Hi Dmitri, Robert,
Thanks both.
Dmitri — I agree with both of your points.
- Idempotency storage will stay separate from the metastore. It will
be separate in code and in transactions. We make the idempotency
decision before the handler runs, or after it commits — never inside
the metastore transaction.
- I'll document the assumption you raised. Model B is only as strict as
the spec wants if the client builds the request so that at most one
try can commit (for example, update requirements). The catalog's
optimistic concurrency makes sure of this. Model B just records the
result on top of it. I'll say this clearly in the Polaris docs.

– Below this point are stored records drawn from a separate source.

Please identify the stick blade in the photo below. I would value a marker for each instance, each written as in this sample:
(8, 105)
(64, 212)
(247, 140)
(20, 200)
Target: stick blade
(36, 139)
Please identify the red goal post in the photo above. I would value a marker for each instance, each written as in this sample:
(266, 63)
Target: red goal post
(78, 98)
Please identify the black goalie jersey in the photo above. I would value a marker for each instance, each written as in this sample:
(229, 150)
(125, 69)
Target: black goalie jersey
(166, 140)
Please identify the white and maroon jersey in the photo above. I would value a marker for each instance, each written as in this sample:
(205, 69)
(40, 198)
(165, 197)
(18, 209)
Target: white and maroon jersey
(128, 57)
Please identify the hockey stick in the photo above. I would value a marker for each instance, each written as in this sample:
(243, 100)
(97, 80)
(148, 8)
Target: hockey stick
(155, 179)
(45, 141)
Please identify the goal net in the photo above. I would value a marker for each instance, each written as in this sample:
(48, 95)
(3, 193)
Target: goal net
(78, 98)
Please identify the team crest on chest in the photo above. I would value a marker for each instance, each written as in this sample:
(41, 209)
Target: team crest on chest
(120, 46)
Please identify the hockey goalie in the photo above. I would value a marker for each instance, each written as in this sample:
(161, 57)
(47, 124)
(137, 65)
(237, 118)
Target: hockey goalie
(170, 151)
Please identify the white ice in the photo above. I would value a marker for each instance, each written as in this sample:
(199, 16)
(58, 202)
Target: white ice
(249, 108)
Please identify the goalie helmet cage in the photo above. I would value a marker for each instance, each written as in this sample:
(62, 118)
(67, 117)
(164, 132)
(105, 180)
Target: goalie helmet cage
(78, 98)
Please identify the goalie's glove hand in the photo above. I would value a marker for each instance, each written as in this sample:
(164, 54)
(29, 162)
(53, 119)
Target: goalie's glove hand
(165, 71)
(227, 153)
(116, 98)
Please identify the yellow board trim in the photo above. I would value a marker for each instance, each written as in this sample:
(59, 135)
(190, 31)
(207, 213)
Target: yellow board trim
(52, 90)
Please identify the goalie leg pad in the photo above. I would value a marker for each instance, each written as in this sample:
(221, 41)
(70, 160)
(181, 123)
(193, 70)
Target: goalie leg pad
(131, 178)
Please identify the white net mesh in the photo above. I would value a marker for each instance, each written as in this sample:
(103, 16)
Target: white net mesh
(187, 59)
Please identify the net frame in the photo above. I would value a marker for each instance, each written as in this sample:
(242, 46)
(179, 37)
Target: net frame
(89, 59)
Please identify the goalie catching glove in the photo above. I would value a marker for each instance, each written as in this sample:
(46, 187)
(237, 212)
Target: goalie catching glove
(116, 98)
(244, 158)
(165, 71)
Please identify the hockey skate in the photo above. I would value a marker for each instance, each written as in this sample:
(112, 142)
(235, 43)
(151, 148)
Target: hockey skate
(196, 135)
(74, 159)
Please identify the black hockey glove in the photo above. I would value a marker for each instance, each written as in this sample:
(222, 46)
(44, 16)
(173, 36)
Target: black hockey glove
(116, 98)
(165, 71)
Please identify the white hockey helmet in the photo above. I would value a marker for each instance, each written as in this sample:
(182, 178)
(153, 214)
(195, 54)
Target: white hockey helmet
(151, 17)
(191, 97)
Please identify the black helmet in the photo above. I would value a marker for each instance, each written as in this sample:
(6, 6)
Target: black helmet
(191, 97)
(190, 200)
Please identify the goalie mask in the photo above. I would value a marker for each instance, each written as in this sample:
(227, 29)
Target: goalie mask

Robert — I see why the operation-id-in-metadata idea is appealing. If we
write the id inside the commit, it is atomic with the change. That would
close the in-flight gap for table and view operations. That is a real
plus.
But I don't think we should put the idempotency key in table metadata.
Here is why:
1. It only works for table and view operations. It can't help namespace
operations, grants, or other writes. A separate store handles all of
them with one mechanism.
2. It mixes two concerns. Idempotency is a REST/catalog concern. Table
metadata should describe the table — schema, snapshots, partitioning,
sort order. A per-request id is not table state. I'd rather not mix
the two.
3. It bloats the metadata. To support retries we'd have to keep
operation-ids with some retention/TTL. metadata.json is rewritten on
every commit and read on every table load. For tables with many
writes, this adds real cost. And every client and engine that reads
the table pays it, not just the idempotency path.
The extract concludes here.